Der Fair-Trade-Handel wird ja überwiegend noch so verstanden, dass nur mit – wie man früher sagte – der Dritten Welt gehandelt wird, also mit den Ländern des Südens oder den unterentwickelten oder noch nicht entwickelten Ländern – je nachdem, welche Begrifflichkeit man da verwendet. Europa fällt da klassischer Weise raus. Dabei entsprechen Libera Terra und auch unsere anderen Handelspartner den Standards der Fair-Handelsorganisationen. Die größte Fair-Handelsorganisation in Italien heißt Altromercato.

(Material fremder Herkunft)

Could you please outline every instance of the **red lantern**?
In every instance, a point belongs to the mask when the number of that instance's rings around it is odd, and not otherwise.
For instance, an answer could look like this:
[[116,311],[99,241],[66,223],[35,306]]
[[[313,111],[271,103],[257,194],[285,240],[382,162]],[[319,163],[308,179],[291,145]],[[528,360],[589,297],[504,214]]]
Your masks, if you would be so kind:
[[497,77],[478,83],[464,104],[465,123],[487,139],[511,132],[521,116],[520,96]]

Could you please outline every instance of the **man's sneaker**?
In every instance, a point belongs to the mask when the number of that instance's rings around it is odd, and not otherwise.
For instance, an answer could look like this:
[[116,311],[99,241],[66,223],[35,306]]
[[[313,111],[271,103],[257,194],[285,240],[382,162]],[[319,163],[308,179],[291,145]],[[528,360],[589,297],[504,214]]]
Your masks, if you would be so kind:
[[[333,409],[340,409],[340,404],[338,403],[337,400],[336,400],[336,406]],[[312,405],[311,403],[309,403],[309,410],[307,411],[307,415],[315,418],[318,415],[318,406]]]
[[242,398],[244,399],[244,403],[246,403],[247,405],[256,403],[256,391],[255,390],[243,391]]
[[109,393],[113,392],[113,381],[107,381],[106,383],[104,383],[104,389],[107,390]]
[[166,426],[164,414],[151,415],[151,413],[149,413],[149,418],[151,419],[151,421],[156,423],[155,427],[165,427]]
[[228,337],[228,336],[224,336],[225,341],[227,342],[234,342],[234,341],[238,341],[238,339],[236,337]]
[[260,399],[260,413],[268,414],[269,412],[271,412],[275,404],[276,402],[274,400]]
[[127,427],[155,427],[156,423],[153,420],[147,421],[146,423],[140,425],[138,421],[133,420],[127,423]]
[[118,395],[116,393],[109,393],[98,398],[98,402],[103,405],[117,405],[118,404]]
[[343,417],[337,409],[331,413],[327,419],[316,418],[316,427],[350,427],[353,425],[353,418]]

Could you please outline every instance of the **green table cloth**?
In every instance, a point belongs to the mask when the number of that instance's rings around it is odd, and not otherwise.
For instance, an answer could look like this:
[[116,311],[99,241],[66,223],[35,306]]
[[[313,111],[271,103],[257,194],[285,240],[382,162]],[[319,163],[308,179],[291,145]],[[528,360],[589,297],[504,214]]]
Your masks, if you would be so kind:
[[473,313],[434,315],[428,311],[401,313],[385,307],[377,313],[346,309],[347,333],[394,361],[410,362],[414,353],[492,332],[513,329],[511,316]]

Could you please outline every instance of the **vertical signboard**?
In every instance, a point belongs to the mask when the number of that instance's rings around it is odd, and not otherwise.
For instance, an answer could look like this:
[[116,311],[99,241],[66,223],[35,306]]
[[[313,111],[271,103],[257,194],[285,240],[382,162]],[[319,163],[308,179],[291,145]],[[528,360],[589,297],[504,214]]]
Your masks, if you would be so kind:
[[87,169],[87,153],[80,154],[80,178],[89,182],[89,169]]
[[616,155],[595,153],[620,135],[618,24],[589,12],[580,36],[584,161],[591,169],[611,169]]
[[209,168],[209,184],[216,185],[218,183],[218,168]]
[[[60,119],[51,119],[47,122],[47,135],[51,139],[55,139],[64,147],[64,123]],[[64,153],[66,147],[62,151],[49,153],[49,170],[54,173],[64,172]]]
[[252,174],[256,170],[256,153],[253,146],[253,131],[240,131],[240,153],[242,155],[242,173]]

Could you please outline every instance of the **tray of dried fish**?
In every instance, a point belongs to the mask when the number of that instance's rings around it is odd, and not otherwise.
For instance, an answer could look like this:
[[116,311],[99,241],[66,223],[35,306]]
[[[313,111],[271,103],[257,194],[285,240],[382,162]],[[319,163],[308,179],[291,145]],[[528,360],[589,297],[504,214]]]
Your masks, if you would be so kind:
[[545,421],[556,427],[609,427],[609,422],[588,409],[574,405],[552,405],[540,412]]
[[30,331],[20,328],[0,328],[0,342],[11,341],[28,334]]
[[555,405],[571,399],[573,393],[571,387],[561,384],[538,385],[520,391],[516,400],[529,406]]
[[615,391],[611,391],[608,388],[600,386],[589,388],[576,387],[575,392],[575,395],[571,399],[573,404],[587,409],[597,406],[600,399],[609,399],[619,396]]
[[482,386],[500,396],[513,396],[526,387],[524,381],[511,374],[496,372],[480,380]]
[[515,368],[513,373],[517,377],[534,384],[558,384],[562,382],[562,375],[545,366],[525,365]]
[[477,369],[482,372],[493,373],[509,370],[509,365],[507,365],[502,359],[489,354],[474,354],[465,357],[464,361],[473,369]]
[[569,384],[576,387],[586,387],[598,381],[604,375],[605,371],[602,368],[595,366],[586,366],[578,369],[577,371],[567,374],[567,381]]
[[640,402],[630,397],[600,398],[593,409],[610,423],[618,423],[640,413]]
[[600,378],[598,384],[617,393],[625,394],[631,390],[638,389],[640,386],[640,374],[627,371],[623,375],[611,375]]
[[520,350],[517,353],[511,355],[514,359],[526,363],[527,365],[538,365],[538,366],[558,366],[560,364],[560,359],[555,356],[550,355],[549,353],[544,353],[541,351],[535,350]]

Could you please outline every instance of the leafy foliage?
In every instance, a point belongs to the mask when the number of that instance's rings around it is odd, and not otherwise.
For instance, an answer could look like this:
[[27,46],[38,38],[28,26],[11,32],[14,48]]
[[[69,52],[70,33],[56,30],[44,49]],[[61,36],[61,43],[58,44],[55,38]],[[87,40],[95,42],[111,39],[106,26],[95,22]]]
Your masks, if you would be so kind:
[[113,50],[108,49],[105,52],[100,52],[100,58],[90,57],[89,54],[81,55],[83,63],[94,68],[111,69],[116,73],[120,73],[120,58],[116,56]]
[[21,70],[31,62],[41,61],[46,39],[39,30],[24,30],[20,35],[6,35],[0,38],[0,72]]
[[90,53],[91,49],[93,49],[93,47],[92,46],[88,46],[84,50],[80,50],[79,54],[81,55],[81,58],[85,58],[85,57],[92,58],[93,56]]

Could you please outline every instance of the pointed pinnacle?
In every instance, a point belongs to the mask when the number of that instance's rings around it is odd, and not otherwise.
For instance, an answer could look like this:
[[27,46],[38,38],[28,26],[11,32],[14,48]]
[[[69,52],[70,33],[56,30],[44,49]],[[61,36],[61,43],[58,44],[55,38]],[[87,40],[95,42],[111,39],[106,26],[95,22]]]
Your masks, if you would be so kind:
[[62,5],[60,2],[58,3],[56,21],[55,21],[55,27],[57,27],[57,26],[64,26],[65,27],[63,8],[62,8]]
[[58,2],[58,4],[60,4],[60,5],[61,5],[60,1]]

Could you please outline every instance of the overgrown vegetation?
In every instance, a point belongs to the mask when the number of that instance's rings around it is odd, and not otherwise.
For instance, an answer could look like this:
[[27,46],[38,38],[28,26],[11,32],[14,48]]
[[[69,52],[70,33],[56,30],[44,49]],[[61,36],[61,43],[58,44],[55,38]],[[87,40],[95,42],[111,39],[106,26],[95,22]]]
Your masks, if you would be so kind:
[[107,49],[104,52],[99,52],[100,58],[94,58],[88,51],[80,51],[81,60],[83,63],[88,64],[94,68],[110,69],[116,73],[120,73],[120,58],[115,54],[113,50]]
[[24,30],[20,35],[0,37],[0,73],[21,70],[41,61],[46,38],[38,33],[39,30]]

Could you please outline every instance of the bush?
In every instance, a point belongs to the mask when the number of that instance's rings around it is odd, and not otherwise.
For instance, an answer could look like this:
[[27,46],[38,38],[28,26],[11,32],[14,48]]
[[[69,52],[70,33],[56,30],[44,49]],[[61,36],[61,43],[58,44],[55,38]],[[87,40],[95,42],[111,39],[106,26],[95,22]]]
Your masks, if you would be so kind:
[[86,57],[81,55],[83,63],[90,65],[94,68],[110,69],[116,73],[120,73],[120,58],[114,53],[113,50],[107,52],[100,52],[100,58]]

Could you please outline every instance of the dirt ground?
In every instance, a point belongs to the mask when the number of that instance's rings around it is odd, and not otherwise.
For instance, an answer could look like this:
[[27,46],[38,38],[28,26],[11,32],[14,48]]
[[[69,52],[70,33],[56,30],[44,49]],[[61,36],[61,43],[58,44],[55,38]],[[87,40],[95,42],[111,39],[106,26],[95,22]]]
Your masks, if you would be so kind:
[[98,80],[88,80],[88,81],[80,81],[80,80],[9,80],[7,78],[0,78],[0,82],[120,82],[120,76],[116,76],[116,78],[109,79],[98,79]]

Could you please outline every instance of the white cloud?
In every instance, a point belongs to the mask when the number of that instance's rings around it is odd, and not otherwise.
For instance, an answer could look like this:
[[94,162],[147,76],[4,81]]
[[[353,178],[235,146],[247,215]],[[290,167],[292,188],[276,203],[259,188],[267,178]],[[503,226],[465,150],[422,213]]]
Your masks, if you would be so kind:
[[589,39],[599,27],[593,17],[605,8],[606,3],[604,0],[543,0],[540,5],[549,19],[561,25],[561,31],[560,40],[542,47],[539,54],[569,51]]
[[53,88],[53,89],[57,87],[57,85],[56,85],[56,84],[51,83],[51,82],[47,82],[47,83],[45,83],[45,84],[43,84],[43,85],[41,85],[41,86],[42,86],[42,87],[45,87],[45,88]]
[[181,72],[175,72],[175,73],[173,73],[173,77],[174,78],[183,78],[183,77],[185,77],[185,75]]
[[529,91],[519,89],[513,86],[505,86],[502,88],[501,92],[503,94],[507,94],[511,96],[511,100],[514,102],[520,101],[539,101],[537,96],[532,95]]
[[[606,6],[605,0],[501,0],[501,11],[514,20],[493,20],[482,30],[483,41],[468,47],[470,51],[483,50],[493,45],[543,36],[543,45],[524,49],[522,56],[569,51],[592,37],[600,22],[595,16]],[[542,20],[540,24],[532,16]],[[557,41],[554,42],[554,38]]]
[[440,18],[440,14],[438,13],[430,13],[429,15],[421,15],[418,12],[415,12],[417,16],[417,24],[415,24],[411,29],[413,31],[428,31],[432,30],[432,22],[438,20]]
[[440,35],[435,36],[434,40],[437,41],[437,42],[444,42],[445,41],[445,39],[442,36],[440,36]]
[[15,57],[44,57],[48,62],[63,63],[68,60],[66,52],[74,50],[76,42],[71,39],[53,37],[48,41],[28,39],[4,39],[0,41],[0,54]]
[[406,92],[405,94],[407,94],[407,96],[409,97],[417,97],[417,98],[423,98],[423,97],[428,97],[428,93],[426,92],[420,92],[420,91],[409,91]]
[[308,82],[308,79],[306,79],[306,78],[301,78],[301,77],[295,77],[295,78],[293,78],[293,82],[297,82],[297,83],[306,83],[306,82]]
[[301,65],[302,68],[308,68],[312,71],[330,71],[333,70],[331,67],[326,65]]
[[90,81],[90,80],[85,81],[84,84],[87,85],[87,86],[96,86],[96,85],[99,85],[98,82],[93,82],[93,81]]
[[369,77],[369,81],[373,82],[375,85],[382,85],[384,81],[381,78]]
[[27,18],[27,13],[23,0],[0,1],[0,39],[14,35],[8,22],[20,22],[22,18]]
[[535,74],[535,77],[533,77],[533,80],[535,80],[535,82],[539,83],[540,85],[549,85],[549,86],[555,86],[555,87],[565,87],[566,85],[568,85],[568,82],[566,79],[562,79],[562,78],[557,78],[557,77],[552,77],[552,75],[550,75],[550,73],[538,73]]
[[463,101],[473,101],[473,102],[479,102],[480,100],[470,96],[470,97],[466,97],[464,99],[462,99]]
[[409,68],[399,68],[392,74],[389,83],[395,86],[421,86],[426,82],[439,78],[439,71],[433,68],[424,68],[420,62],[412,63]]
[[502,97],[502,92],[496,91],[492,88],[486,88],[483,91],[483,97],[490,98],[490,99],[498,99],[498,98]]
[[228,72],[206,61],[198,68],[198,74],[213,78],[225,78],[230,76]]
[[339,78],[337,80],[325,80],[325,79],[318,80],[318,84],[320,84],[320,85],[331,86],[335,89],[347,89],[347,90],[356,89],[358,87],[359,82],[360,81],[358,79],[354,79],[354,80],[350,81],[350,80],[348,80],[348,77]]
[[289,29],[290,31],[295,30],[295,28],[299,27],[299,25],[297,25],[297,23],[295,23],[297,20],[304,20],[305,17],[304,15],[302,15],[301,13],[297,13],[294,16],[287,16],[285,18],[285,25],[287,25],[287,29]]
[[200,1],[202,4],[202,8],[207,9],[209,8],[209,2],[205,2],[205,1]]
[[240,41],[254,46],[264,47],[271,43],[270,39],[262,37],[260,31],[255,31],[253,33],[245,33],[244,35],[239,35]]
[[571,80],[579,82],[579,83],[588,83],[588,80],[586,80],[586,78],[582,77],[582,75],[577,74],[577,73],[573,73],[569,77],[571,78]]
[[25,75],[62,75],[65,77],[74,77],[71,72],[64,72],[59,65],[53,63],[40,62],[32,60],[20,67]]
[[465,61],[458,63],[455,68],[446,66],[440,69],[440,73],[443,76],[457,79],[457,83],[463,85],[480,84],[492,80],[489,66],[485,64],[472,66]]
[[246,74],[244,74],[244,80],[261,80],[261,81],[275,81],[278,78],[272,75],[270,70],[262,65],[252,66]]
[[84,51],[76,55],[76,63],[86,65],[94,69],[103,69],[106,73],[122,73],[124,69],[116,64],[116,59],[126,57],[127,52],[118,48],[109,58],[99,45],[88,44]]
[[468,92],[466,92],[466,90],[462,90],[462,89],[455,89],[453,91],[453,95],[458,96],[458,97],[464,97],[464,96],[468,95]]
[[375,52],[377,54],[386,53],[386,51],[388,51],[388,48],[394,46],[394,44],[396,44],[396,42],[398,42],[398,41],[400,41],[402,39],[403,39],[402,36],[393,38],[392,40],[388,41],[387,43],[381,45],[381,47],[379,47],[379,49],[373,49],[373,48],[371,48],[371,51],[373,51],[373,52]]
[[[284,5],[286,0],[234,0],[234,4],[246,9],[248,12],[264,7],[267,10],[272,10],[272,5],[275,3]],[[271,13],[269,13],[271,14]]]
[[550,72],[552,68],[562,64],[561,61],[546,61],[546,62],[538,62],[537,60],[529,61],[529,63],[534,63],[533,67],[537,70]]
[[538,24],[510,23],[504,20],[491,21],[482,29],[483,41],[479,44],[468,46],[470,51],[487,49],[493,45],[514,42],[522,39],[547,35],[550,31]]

Die vertreibt in Italien auch Mafia-freie Produkte und hat die Produzenten nach ihren Kriterien als Fair-Handelsorganisation eben auch als italienische Produzenten geprüft und aufgenommen. Das heißt im konkreten Fall, dass die Mitarbeiter bei den Kooperativen teilweise erstmals einen Arbeitsvertrag bekommen. Das ist nicht selbstverständlich in der Landwirtschaft, besonders in Süditalien. Dass sie sozial versichert sind. Dass sie ein festes Einkommen bekommen und so weiter.

Ich habe gehört, dass es in Süditalien eine sehr hohe Jugendarbeitslosigkeit gibt und dass das auch ein Faktor ist, der mafiöse Strukturen begünstigen kann.

Das ist richtig und ein ganz großes Problem. Es ist einer der Ansätze, der zu den Libera-Terra-Kooperativen geführt hat. Libera Terra ist ein Ableger einer großen italienischen Anti-Mafia-Organisation, die Libera heißt. Libera ist eine Zivil-Gesellschaftliche Organisation, die von dem katholischen Priester Don Ciotti gegründet wurde. Das war Mitte der Neunziger Jahre. Es gibt ein Gesetz schon aus den achtziger Jahren, dass es dem Staat ermöglicht, die Vermögenswerte der Mafia zu konfiszieren. Dazu gehören auch Ländereien.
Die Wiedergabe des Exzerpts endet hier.